自閉症スペクトラムのための介助犬
発達障害に対する理解と共に以前は診断できなかった症例もカバーできるようになり、世界中で自閉症スペクトラム障害と診断される子供の数も増加しています。
その治療法も多岐に渡りますが、その中の一つが特別なトレーニングを受けた介助犬と一緒に生活するというものです。
犬が側にいることで、子供の落ち着きが増し、特定の事柄に対するこだわりに柔軟性が加わったなど、当の児童だけでなく家族全体が助けられたという報告は多く寄せられています。
現在アメリカでは自閉症スペクトラムの児童に提供される介助犬の数は増え、人気も高まっています。
介助犬はほとんどの場合、専門の非営利団体が育成訓練して提供しています。犬種はゴールデンレトリーバー、ラブラドール、ラブラドールとゴールデンのミックスが採用されています。
介助犬の効果を科学的に証明するための研究がスタート
しかし意外なことに、これらの介助犬が本当に効果があるのかどうか、あるとすればどのように機能するのかについての科学的な証拠は不足している状態です。
数ある治療法の中から介助犬を検討する人々のためにも、犬の存在が子供と家族にどのように影響するのか理解することが重要です。
アメリカのパデュー大学獣医学部では自閉症スペクトラムと介助犬に関する研究を長年継続しており、この秋自閉症のための介助犬の効果を科学的に証明する研究を本格的に開始しました、
研究はパデュー大学の他にアリゾナ大学、介助犬育成のための非営利団体「ケーナイン ・コンパニオン・フォー・インディペンデンス(自立のためのコンパニオン犬)」が共同で行います。
介助犬の効果を証明する目的は?
介助犬と暮らす治療法は人気があり、順番待ちをしている人もたくさんいる状態ですが、その有効性に関する科学的証拠の欠如のために、多くの疑問も寄せられています。
また有効性に関する確固とした情報がないために、家族や臨床医は介助犬に何を期待できるのかが不明なままです。
介助犬の介在は医療行為なので「なんとなく良さそう」だけで実行するわけには行きません。
この研究は4〜17歳の自閉症スペクトラムと診断された、現在すでに介助犬と暮らしている子供と、介助犬の順番待ちリストにいる子供の症状を比較します。
参加者のコルチゾールレベル、ストレス反応システムに関与するバイオマーカー、睡眠習慣などが検証されます。
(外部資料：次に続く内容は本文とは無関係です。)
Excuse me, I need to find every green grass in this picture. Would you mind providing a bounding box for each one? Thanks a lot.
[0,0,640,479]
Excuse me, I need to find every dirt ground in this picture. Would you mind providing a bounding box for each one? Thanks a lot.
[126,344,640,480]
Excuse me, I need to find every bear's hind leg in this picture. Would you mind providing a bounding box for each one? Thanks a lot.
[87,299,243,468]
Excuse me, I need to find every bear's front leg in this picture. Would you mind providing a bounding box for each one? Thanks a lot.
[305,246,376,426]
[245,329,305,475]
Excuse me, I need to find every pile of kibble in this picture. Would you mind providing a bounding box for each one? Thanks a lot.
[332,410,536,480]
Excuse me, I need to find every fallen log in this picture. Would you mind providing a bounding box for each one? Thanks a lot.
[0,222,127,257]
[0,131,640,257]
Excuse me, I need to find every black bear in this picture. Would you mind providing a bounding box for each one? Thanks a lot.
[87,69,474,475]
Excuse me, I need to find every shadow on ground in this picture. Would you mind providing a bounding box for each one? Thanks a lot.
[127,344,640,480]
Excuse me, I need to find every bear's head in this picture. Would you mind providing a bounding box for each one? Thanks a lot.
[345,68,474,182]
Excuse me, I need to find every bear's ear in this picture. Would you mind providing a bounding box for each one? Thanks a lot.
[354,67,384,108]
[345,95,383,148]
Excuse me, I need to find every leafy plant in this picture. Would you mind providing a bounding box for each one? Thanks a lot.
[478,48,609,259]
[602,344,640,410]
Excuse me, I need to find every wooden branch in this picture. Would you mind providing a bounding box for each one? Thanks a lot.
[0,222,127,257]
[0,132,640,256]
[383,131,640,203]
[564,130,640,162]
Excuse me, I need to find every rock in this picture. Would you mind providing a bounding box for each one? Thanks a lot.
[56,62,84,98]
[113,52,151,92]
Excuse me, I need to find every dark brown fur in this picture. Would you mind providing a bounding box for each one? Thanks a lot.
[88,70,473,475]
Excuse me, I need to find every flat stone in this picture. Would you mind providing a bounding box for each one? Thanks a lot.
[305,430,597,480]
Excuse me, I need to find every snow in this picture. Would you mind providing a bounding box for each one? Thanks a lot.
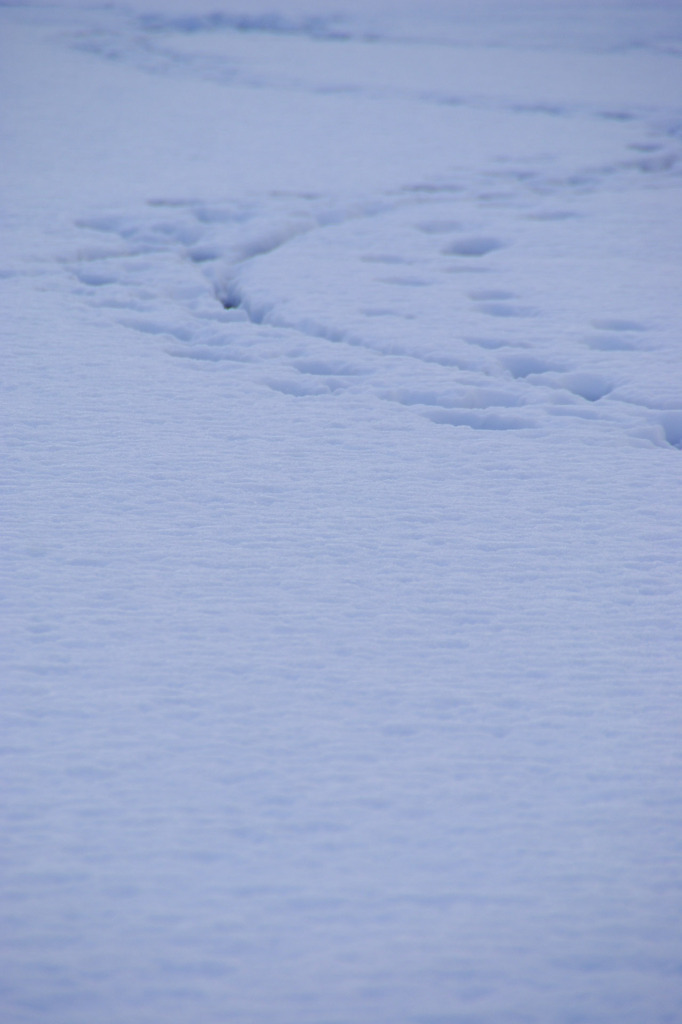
[0,0,682,1024]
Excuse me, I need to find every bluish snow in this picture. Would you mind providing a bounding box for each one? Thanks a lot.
[0,0,682,1024]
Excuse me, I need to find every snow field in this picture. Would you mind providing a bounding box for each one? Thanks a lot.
[0,0,682,1024]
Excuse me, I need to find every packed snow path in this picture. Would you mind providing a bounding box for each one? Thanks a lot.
[0,0,682,1024]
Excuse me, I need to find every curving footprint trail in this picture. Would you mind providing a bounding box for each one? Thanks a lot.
[63,178,682,446]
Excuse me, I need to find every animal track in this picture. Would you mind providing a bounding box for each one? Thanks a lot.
[69,187,682,447]
[443,236,505,257]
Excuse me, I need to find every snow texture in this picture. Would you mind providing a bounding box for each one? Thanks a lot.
[0,0,682,1024]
また子供本人への影響だけでなく、家族全体に及ぼす影響も数値化して測定していく予定だそうです。
まとめ
アメリカで本格的にスタートした自閉症スペクトラムのための介助犬の有効性を科学的に検証する研究についてご紹介しました。
日本でも自閉症スペクトラムと診断される子供は増加していますが、介助犬の普及はまだ大変限定的です。
このような研究が進むことで、救われる子供や家族が増えることが期待されます。
そしてまた一方で、介助犬として働く犬の福祉の問題も真剣に考えられ、利用者にも理解されることを心から望みます。トレーニングを受けて人間のために働いてくれる犬たちが、それにふさわしい尊重を受ける社会であってほしいものです。